No es correcto que uno le conceda un espacio excesivo en sus asuntos al pobre chico drogadicto que se roba el espejo del coche, al vecino desconsiderado, al opinador a sueldo que lanza calumnias de manera regular, al amargado que se especializa en criticarnos por todo o al pájaro que deja caer una cagarruta sobre nosotros mientras vuela en busca de lombrices para darle de comer a sus polluelos.

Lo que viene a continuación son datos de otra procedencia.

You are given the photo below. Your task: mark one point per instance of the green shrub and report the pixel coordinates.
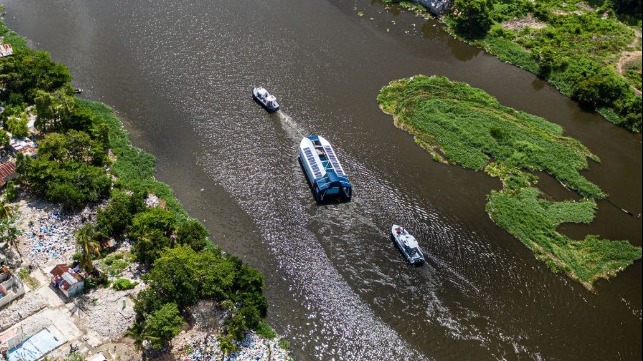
(122, 284)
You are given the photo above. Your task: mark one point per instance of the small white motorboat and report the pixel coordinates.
(407, 245)
(267, 100)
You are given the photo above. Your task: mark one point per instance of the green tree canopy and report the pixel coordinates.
(17, 125)
(163, 325)
(151, 231)
(113, 220)
(473, 17)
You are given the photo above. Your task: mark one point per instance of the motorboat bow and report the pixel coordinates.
(407, 245)
(323, 170)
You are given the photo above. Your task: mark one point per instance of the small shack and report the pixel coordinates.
(7, 172)
(10, 287)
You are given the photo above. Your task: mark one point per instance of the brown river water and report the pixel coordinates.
(180, 74)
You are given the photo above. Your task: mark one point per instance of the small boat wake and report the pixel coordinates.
(294, 130)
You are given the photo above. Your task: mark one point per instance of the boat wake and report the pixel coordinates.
(294, 130)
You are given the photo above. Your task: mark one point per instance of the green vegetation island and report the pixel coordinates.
(84, 160)
(589, 50)
(462, 125)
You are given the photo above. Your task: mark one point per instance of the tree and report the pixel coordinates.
(26, 72)
(73, 146)
(17, 125)
(151, 231)
(173, 277)
(113, 220)
(6, 210)
(88, 245)
(4, 138)
(163, 325)
(472, 17)
(52, 108)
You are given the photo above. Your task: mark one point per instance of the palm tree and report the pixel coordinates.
(136, 332)
(6, 210)
(89, 246)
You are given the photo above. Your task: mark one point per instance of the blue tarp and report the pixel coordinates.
(36, 346)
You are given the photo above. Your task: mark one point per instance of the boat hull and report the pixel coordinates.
(270, 108)
(407, 245)
(323, 171)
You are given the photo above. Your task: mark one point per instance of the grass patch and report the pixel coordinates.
(115, 263)
(466, 126)
(265, 330)
(134, 168)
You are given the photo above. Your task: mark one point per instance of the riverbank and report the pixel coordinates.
(50, 233)
(461, 125)
(589, 53)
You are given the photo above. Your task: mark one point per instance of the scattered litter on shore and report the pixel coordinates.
(251, 348)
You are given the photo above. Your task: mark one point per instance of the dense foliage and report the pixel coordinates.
(181, 277)
(84, 157)
(463, 125)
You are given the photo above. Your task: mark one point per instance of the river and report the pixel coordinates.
(180, 76)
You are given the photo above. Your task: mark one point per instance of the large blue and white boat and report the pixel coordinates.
(323, 170)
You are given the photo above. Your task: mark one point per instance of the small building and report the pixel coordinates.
(10, 287)
(7, 172)
(6, 50)
(68, 281)
(25, 146)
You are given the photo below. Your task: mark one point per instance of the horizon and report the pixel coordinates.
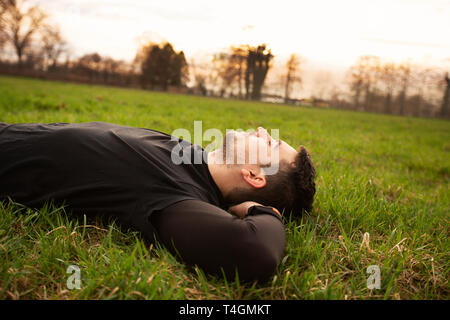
(204, 28)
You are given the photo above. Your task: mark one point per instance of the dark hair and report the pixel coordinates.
(291, 189)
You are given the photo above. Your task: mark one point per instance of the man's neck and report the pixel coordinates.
(220, 174)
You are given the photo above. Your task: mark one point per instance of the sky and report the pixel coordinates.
(324, 32)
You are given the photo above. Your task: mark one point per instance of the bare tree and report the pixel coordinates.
(53, 46)
(388, 78)
(363, 76)
(404, 74)
(445, 108)
(292, 76)
(19, 24)
(258, 64)
(230, 66)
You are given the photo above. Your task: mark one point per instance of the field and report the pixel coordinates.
(383, 175)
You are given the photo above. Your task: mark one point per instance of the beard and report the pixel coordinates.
(227, 148)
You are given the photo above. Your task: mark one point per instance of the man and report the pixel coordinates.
(129, 174)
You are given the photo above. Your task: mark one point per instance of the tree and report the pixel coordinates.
(53, 46)
(292, 67)
(230, 68)
(363, 76)
(19, 24)
(161, 66)
(445, 108)
(258, 64)
(388, 77)
(404, 71)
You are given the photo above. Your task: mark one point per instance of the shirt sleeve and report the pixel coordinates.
(255, 210)
(205, 235)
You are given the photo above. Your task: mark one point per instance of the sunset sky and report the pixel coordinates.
(325, 32)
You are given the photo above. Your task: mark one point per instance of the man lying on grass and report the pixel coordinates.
(130, 174)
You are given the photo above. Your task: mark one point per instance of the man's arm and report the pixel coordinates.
(212, 238)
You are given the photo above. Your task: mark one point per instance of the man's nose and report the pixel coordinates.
(261, 132)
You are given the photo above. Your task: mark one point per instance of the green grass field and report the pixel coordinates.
(383, 175)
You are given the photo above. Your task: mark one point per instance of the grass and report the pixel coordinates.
(387, 176)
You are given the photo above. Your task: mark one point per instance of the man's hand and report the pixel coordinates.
(240, 210)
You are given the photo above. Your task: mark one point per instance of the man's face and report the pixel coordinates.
(256, 148)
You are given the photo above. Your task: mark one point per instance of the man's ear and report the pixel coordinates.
(253, 178)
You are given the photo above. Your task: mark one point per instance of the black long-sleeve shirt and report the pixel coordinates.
(128, 173)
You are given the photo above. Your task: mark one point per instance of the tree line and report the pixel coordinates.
(31, 45)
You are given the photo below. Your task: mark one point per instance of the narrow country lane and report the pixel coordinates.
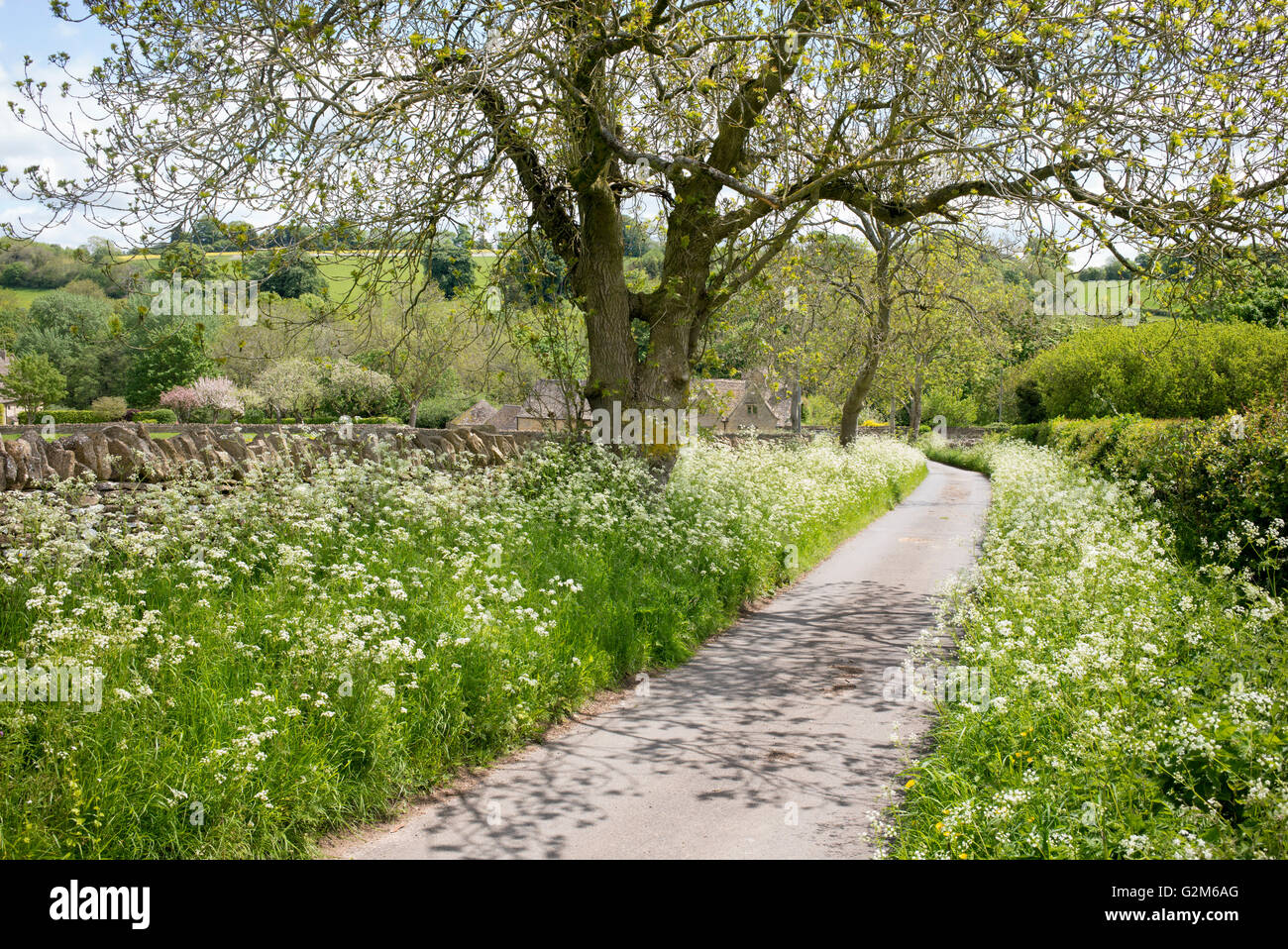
(772, 742)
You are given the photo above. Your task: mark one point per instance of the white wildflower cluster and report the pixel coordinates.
(1138, 707)
(292, 644)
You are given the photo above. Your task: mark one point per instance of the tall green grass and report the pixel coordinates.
(287, 657)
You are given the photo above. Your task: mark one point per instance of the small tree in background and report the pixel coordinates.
(204, 400)
(34, 382)
(451, 266)
(290, 387)
(288, 274)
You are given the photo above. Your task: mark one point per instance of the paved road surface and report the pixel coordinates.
(781, 716)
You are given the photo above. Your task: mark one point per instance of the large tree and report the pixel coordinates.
(1158, 121)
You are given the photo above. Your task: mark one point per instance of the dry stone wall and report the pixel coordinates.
(128, 452)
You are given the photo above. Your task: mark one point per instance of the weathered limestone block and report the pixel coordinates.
(60, 462)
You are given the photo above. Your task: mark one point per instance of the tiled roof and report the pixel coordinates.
(478, 413)
(505, 417)
(548, 400)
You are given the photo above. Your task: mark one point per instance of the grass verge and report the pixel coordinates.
(290, 657)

Sería hermoso que en la vida real existiera un mecanismo equivalente al bloqueo en las redes sociales, mediante el cual uno puede desvincularse para siempre de interlocutores impertinentes, necios, malintencionados o indeseables por cualquier otro motivo. Pero a veces nos encontramos imposibilitados para ejercer el derecho a la selección de adversarios. Cuando nos violentan y nos amenazan sin dejarnos escapatoria, cuando lo que nos roban no es un texto o un espejo, sino el país y el futuro, cuando pretenden despojarnos de la dignidad por mero placer o por razones pragmáticas de Estado, no queda más que pelear, y más vale hacerlo con resolución, con todas las armas lícitas disponibles (porque echar mano de las que son ilícitas a nuestros propios ojos equivale a perder la pelea de antemano) y con una estrategia clara y no obnubilada por el odio.
No te autodestruyas al escoger como enemigo a quien de seguro te aplastará. No te degrades al elegir como enemigo a quien es mucho más débil que tú. No escojas como enemigo a quien puede llegar a ser tu amigo. No selecciones como enemigo a quien es una pérdida de tiempo. Y, sobre todo, no te designes a ti mismo como enemigo porque de seguro te derrotarás.